I'm considering webassembly for a new project, and this got me wondering:
Is anyone aware of a consortium that is curating a CDN for webassembly libraries? Ideally, such an offering would improve load times with caching, allow for the benefits of dependency injection, and centralize encryption/security behaviors so that new algorithms can be rolled out quickly when the crap hits the fan with quantum computing.
If there isn't one, does anyone know how to lobby to get one started?
I realize that many libraries can be recompiled into webassembly downloads, but that would bloat the application size, and put extra strain on each shop to manage their library consumption.
Additional (but less critical) benefits to a curated CDN would include shared performance increases for libraries that support data warehousing, shared performance increases for database access, forcible separation of concerns when coding, significantly smaller project sizes, simplified interface contracts via nuget, etc. The list of benefits is pretty huge.
Also, if webassembly containers gain enough adoption, such shared libraries could serve as a vehicle to allow for a much more seamless transition to/from different technology stacks (possibly unifying the JAVA stream and .NET linq libraries for example) under the expressed goal of being language agnostic. Webassembly is meant to be language agnostic. It seems like it would be a shame if each technology platform/shop built their own redundant libraries, which would serve to be slower and less reliable than libraries forged under the scrutiny of open sourcing.
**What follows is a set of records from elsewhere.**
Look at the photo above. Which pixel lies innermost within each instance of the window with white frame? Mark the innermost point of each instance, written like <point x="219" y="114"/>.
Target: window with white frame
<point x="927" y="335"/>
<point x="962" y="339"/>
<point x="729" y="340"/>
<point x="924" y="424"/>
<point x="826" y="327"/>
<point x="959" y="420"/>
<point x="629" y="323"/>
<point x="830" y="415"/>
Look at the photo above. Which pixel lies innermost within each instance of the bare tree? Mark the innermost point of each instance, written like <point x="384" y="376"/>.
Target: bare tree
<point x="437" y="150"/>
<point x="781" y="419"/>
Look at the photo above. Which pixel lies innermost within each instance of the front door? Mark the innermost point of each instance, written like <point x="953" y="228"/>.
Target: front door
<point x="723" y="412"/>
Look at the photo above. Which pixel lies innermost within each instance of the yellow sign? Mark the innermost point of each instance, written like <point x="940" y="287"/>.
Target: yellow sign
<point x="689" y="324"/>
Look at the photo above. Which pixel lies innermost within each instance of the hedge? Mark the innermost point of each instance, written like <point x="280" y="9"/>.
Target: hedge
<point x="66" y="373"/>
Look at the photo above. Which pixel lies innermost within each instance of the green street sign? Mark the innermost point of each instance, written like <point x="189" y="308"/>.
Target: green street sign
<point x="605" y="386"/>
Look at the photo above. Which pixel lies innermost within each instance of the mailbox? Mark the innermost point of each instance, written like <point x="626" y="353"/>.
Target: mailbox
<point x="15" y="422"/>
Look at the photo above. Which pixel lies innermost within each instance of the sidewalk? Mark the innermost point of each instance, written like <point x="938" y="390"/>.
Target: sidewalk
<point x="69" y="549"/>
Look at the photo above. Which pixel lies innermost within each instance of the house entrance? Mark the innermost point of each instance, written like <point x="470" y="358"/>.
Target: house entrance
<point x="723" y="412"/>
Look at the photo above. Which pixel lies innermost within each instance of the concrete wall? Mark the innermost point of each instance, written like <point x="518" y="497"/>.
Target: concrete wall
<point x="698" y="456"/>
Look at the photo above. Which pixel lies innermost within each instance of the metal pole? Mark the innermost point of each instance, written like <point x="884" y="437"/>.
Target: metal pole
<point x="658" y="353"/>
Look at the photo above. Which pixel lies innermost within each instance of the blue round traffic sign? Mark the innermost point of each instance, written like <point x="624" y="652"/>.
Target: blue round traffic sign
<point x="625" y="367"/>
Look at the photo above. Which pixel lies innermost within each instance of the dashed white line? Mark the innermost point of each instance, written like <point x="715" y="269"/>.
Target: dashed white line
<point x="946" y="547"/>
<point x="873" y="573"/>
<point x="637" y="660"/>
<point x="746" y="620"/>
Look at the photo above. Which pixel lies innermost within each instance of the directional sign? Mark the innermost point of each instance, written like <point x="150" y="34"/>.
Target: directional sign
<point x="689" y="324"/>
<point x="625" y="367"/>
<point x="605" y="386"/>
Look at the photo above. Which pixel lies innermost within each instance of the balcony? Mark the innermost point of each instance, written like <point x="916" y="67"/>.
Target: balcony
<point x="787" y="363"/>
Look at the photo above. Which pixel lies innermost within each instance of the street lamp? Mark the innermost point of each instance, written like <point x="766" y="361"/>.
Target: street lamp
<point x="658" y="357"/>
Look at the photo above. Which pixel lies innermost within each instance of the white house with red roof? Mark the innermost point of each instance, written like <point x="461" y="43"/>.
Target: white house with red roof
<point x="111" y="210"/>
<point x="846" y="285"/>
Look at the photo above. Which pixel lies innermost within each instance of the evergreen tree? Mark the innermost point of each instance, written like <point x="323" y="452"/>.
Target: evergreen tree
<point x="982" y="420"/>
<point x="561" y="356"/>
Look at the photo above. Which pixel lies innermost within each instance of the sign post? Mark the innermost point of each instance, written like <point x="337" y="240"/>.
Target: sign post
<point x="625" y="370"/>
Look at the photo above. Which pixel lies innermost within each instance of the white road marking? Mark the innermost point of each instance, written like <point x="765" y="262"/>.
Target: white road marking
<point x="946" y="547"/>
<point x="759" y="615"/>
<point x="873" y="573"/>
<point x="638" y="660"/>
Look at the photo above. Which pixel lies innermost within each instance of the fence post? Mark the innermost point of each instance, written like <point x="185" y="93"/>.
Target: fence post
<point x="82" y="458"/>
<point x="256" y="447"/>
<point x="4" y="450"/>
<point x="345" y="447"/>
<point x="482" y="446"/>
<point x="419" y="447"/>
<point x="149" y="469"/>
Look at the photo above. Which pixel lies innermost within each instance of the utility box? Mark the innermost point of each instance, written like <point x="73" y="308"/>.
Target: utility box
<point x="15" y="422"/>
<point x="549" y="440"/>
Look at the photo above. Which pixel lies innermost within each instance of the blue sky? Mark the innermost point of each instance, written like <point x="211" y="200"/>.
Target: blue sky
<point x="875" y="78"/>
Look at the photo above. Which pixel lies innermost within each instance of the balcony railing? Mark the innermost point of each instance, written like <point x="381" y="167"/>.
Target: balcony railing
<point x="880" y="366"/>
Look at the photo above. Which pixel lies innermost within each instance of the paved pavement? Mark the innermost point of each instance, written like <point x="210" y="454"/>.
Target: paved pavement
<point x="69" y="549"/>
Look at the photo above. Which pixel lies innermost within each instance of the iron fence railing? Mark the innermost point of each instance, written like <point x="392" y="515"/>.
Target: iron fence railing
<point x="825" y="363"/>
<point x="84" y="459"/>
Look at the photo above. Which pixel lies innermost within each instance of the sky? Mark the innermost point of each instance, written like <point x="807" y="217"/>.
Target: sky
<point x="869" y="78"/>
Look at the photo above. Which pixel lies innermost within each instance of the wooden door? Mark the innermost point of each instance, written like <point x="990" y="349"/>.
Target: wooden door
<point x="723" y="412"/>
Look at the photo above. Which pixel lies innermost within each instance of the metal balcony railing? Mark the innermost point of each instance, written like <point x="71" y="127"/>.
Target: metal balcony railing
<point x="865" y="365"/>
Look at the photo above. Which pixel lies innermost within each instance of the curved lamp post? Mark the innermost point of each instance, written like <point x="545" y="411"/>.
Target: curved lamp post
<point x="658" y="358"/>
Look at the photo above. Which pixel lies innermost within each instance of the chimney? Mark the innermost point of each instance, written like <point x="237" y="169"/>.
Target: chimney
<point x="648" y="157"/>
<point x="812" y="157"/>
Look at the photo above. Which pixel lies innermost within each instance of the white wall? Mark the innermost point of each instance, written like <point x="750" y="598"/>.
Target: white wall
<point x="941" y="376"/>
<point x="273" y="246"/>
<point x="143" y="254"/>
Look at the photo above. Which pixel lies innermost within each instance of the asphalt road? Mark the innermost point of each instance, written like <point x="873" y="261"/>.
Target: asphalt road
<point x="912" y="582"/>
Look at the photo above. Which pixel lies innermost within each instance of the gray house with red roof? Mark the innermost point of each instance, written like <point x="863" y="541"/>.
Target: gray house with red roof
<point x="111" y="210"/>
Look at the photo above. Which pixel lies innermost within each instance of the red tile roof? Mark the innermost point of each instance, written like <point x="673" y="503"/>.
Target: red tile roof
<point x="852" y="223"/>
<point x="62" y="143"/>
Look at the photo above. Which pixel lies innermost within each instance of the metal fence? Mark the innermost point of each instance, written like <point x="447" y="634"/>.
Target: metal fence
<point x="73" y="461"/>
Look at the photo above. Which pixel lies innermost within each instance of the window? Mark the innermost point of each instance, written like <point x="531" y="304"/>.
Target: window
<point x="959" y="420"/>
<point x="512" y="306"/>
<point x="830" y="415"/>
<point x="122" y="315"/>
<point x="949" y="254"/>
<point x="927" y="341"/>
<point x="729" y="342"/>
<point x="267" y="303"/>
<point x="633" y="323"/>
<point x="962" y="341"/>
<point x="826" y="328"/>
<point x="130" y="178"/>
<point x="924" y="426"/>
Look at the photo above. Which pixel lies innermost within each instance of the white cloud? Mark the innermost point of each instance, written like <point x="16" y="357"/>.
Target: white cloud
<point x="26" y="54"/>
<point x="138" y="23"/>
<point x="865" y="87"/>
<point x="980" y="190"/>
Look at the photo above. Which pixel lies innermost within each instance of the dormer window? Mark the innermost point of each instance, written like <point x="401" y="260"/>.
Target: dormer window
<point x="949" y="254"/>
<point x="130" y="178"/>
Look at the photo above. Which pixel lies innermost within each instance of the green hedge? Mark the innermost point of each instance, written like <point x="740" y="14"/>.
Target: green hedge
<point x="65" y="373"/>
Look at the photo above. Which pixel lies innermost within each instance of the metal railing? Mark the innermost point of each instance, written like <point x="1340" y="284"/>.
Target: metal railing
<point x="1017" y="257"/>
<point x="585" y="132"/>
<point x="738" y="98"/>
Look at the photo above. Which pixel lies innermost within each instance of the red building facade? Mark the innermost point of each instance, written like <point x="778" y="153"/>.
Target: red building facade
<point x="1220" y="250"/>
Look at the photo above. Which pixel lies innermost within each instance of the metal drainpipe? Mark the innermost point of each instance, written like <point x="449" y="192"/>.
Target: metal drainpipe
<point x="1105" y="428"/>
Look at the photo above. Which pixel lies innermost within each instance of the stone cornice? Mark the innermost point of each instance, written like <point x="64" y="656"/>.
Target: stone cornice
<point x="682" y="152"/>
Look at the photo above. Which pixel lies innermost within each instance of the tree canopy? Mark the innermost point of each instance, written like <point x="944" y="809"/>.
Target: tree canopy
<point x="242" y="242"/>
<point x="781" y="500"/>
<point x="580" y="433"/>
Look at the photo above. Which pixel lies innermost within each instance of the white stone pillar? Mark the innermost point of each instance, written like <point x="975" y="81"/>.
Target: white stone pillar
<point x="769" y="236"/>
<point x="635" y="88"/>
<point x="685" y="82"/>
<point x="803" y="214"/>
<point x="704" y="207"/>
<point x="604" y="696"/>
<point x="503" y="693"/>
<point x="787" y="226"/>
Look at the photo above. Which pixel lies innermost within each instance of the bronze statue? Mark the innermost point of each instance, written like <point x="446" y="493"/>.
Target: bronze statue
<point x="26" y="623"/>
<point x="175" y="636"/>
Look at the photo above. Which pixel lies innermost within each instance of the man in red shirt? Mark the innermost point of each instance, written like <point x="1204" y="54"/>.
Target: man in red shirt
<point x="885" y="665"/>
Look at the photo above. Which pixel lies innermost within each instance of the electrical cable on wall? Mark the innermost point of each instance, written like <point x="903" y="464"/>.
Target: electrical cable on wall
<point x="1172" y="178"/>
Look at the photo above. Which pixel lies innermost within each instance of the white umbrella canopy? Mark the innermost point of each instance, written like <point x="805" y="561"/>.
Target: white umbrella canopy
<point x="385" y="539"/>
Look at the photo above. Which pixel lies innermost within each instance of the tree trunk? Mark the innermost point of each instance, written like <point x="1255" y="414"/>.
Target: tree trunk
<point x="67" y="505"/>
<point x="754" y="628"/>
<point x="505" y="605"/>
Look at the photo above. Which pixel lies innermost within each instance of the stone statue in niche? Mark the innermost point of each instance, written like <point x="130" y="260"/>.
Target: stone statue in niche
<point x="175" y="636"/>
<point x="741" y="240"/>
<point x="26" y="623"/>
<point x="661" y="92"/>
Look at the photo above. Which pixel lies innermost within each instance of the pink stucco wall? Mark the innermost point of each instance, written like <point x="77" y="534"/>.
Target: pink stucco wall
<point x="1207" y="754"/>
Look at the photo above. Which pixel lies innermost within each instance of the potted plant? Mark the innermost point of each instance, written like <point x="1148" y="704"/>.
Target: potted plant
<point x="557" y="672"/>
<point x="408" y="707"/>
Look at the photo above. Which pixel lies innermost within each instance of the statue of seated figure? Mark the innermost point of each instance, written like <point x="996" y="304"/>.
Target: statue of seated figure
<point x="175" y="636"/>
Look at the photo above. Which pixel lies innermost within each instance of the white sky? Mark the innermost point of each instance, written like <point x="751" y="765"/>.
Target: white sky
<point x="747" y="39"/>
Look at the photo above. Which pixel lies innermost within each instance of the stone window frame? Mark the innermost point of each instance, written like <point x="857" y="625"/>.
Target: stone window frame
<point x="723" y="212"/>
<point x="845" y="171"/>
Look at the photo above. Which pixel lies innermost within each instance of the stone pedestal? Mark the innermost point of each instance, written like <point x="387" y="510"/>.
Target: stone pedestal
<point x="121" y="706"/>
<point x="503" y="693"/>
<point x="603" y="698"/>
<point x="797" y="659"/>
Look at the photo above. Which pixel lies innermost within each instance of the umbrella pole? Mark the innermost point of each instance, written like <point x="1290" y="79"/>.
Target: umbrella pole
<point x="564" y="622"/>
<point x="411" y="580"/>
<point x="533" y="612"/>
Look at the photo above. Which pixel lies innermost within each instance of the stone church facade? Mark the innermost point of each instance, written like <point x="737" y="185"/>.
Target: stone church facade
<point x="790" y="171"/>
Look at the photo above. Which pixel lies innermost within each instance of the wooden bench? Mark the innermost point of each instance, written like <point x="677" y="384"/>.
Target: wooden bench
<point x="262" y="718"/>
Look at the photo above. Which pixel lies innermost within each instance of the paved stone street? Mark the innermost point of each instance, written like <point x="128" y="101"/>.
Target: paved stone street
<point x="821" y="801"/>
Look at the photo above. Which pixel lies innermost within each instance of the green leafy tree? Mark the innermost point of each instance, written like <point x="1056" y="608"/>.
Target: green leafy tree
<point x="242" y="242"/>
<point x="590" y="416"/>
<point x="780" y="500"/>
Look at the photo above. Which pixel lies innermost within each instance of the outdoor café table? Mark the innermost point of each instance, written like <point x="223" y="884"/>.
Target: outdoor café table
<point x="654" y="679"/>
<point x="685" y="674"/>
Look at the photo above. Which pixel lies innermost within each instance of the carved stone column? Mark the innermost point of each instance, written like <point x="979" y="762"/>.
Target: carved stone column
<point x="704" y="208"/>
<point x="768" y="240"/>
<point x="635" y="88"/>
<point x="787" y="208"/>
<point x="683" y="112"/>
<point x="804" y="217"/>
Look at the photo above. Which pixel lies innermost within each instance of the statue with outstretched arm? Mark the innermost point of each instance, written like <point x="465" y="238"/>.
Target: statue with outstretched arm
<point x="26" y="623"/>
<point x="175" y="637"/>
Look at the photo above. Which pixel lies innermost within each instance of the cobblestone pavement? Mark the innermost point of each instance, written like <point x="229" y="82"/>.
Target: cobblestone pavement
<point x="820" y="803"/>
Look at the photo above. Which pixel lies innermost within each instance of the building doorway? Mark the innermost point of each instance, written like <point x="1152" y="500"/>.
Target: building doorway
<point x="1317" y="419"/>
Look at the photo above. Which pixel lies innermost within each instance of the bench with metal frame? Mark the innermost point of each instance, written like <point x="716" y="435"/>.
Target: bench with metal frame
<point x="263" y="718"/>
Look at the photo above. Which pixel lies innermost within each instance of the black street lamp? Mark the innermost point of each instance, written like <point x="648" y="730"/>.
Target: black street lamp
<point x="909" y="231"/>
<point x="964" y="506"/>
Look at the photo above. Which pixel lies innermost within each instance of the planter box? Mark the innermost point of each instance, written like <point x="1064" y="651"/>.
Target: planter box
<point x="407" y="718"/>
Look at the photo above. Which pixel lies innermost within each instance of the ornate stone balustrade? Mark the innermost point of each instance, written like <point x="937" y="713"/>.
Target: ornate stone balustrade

Ideally, such an offering would improve load times with caching
It doesn't work like that in modern browsers; for security reasons they incorporate a technique called a double-keyed HTTP cache (unfortunately, I don't know of a good explainer to link out to, but this one should work well: https://github.com/shivanigithub/http-cache-partitioning/).
What this means is that any resources from a CDN are loaded and stored separately under the origin that requested them, and not shared between various websites like it used to be in the past.
As such, you will be much better off actually compiling the required native libraries for your particular application - that way you will benefit from compile-time optimisations, and won't be loading any unused parts of the huge libraries or frameworks for each user.
However, now that we covered the performance aspect, there are indeed some attempts to serve precompiled Wasm modules, mainly for tiny libraries where code size is not as much of a concern as in standard frameworks.
If you're looking for Wasm libraries intended for use from JavaScript, then npm is used just like for other libraries, and is a convenient platform because you can ship JavaScript wrappers (e.g. Emscripten or wasm-bindgen generated code) together with the actual native code. E.g. just a random example from a quick search: https://www.npmjs.com/package/xsalsa20.
If you're looking to ship Wasm applications built with WASI API in mind, then you might be interested to take a look at https://wapm.io/, which does just that and ships a bunch of precompiled apps.
TL;DR: there are some package managers and CDNs that allow shipping WebAssembly libraries and applications, but it's done mainly for convenience, not performance; if you care about performance and download sizes, then you're better off compiling native libraries yourself for your particular app.